My second take is that I am not surprised at all because that is what we should expect from a Sharia based administration. It is absolutist and fascist in nature. 34 years ago, August 1985, Buhari’s government was toppled in a coup by IBB. I remember that coup very well. I can tell you where I was and what I was doing. In his inaugural address to the nation, IBB said that one of the reasons they staged that coup was because Buhari was too rigid and uncompromising in his attitudes to issues of national significance and that his government arrogated to itself the knowledge of the problems and solutions of Nigeria.

 

 

To call critics unpatriotic instead of inviting them for a dialogue seems to suggest that Buhari has answer: I feel dehumanized, lied to, cheated and taken for granted. My dignity as a human being created in the image of God has not been treated with dignity especially when you factor the fact that these politicians and governments come in the name of God or claim to fear God. In the north alone we have over 13 million children who are rooming the streets and preyed upon by Boko Haran and herdsmen yet we have the richest man in Africa from the north and since Independence almost 60 years ago Nigeria has been mainly ruled by people from that area:- Tafawa Balewa, General Gowon, General Murtala, General IBB, General Sani Abacha, General Abdulsalam, General Buhari 1983-85, Musa Yar’Adua and now Buhari again; and 13 million children are out of school, why won’t people feel disenchanted? I have said it and I say it again the problem of Nigeria is failed leadership as we are currently witnessing.

 

 

The bill seeking to transfer control of water banks to the Federal Government has been resubmitted for consideration by the legislatures. Do you see any hidden motive in the executive bill?

 

Everything Buhari introduces now is suspect even when it is good intention. The government should stay away from taking any land or water ways until the country is restructured. You know when you lose trust and integrity, it is hard to regain it back. I pray he recovers. The quickest way to recovery is restructuring. If he does then and only then would he regain some of his cult-like figure

 

 

What is your opinion about the feud between soldiers and the police over the killing of the policemen on the trail of a notorious kidnapper, by soldiers?

 

First, I empathize with the families of the dead police officers.

 

 

Their good testimonies will follow them. Nigerians are grateful to you and we pray that God through Nigerians and fellow human beings arewill not forget their families.

 

 

On the feud between the army and the police, it is rather unfortunate. I read in the print media that the Captain who gave the orders that killed the police officers communicated with the alleged kidnapper 191 times or so. You see that is what happens when there is no king as in the days of Israel everybody did what is right in their own eyes.

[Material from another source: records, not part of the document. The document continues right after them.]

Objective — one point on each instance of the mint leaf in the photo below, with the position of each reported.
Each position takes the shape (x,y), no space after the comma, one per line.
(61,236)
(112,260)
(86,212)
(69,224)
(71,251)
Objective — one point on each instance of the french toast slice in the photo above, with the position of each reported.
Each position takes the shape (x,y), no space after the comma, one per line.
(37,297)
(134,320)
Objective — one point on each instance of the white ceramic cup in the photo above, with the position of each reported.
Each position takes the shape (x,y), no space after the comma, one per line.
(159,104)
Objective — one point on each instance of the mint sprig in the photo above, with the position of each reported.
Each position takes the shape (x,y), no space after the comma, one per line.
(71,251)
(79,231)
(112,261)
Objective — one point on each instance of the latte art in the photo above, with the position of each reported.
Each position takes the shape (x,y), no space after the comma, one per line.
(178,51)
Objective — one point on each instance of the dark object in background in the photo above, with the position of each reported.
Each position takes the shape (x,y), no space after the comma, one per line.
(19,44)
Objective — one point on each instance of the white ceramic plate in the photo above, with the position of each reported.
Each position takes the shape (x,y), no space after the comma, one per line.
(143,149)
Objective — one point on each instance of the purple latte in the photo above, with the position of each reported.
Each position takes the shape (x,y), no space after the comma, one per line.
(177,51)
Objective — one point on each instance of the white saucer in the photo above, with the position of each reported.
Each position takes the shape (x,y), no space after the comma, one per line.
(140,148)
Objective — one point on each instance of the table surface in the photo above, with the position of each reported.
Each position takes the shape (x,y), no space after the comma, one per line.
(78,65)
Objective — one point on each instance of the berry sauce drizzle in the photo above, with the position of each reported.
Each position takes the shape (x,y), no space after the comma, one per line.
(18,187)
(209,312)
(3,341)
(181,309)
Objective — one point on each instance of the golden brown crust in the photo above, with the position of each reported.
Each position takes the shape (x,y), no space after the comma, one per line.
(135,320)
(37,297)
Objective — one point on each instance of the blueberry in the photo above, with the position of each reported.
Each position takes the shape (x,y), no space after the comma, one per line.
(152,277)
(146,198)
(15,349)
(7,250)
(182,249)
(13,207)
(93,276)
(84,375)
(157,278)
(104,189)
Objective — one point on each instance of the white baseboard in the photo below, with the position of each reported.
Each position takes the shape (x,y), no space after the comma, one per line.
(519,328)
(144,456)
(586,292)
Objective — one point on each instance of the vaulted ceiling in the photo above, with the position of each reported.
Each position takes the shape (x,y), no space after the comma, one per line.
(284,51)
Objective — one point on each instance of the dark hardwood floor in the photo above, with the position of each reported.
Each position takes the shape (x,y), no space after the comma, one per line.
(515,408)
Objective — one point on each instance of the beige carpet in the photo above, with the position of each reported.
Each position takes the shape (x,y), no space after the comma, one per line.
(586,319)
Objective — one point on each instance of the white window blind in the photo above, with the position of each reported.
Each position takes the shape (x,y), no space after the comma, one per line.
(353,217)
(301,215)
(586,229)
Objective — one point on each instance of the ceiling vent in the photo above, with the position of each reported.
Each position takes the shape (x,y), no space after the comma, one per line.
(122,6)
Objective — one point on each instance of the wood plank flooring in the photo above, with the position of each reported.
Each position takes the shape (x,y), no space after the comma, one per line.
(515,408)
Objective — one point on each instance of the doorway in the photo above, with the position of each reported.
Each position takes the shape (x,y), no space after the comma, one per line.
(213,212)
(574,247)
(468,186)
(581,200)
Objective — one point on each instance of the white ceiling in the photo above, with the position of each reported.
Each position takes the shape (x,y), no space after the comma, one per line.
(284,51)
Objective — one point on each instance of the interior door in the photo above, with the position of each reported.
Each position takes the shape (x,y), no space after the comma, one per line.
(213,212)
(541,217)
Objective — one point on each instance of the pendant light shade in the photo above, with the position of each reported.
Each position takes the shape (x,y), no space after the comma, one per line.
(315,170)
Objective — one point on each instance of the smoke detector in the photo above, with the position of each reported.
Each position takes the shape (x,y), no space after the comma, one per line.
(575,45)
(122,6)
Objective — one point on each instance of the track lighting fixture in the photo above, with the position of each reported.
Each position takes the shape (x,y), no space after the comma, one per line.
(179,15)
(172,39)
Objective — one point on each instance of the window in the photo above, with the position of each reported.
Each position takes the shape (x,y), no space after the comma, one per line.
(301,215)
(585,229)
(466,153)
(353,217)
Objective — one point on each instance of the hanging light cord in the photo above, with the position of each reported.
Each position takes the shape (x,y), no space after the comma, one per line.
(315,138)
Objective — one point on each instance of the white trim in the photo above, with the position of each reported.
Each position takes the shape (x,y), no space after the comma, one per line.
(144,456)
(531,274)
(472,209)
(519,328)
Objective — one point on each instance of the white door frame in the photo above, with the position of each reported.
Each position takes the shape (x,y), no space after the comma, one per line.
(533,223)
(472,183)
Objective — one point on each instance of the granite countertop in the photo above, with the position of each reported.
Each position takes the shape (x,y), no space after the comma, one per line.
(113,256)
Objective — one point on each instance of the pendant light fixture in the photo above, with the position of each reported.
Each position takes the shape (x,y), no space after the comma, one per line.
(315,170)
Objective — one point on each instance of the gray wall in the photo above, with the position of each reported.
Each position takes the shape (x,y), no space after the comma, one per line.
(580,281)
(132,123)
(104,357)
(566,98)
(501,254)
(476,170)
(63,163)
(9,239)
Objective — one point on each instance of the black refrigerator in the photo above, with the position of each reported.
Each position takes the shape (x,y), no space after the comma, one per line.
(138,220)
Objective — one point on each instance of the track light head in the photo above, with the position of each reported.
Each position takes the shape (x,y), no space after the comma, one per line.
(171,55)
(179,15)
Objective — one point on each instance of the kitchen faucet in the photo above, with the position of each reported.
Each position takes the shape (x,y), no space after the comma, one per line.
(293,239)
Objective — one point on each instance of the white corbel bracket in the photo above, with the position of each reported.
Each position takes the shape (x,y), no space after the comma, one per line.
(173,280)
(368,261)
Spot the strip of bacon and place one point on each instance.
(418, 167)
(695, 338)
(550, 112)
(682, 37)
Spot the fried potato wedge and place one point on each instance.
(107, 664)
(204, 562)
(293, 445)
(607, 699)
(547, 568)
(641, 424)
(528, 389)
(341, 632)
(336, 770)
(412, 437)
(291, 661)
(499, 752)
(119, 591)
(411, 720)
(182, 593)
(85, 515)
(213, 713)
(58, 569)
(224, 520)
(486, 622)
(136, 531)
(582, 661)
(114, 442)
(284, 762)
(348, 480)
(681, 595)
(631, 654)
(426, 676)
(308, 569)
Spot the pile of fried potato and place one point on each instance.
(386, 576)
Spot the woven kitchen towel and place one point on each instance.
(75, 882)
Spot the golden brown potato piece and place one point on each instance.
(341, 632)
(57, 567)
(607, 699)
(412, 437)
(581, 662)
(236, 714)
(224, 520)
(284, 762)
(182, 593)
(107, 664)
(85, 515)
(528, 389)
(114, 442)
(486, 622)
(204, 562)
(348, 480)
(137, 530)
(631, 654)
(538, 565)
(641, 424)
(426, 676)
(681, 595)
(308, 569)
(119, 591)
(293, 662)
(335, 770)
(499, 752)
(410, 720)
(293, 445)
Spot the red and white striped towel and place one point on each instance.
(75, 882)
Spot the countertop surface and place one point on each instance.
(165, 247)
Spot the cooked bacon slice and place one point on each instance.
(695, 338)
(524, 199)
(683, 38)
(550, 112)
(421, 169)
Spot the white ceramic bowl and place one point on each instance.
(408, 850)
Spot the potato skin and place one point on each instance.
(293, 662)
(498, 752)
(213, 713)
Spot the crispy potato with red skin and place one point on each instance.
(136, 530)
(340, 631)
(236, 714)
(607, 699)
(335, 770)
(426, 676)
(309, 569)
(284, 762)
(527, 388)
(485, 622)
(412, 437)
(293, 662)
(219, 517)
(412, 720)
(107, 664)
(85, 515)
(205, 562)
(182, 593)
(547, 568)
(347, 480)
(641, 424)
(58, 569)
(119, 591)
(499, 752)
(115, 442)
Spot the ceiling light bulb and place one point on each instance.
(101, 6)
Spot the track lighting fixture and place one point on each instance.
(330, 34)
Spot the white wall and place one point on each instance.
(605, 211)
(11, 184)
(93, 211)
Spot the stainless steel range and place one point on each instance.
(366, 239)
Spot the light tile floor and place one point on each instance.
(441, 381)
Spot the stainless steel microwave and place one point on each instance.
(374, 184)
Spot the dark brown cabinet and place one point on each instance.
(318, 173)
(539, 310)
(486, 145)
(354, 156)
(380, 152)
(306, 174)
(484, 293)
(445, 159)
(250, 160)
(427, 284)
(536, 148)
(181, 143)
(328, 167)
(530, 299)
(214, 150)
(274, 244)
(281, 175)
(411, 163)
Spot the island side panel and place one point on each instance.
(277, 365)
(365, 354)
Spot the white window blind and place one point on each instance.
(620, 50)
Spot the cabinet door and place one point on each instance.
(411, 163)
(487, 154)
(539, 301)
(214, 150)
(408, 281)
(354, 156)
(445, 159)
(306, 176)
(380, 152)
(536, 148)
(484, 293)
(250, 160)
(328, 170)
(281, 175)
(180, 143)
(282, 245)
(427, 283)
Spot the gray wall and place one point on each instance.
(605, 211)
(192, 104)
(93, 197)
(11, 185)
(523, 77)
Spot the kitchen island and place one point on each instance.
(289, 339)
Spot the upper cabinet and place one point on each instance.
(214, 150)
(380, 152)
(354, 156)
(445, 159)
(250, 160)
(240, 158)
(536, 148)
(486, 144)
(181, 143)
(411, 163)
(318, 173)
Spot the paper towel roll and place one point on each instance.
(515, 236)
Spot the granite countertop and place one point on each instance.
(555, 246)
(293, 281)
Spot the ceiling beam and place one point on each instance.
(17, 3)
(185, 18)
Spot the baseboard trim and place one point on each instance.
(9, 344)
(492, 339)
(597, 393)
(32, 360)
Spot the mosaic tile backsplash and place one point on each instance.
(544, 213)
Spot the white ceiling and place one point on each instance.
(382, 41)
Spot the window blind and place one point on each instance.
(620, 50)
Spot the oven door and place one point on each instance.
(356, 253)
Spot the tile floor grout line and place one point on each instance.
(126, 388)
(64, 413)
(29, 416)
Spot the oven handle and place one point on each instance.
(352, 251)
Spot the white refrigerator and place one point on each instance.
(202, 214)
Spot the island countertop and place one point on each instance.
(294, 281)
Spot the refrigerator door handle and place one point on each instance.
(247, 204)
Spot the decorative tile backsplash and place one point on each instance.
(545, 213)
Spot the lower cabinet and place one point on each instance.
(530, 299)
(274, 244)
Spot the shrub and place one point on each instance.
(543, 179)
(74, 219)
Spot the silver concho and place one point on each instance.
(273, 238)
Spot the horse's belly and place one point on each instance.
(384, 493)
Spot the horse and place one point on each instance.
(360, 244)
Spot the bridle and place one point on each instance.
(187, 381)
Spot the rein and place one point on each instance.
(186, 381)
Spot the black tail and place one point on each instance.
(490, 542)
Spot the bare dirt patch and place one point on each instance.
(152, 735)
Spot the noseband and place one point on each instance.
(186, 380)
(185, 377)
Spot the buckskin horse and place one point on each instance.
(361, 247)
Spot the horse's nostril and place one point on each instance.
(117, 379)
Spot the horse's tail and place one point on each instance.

President Buhari is quoted as saying only the army, the police, the NYSC and DSS, is keeping Nigeria united so when two of the four units that is keeping Nigeria unified are at logger heads then Nigeria is in deep trouble. As I said earlier the morale in the army and the Police is at its lowest (unfair promotions, issues related to payment of salaries and allowances, inadequate equipment, injustice) and now you add feuding within and between the army and police spells doom. I pray justice and equity will prevail. Bad things happen to all of us the difference is in how we address it. Justice and equity must not only be done must be seen have been done. This is called the rule of law.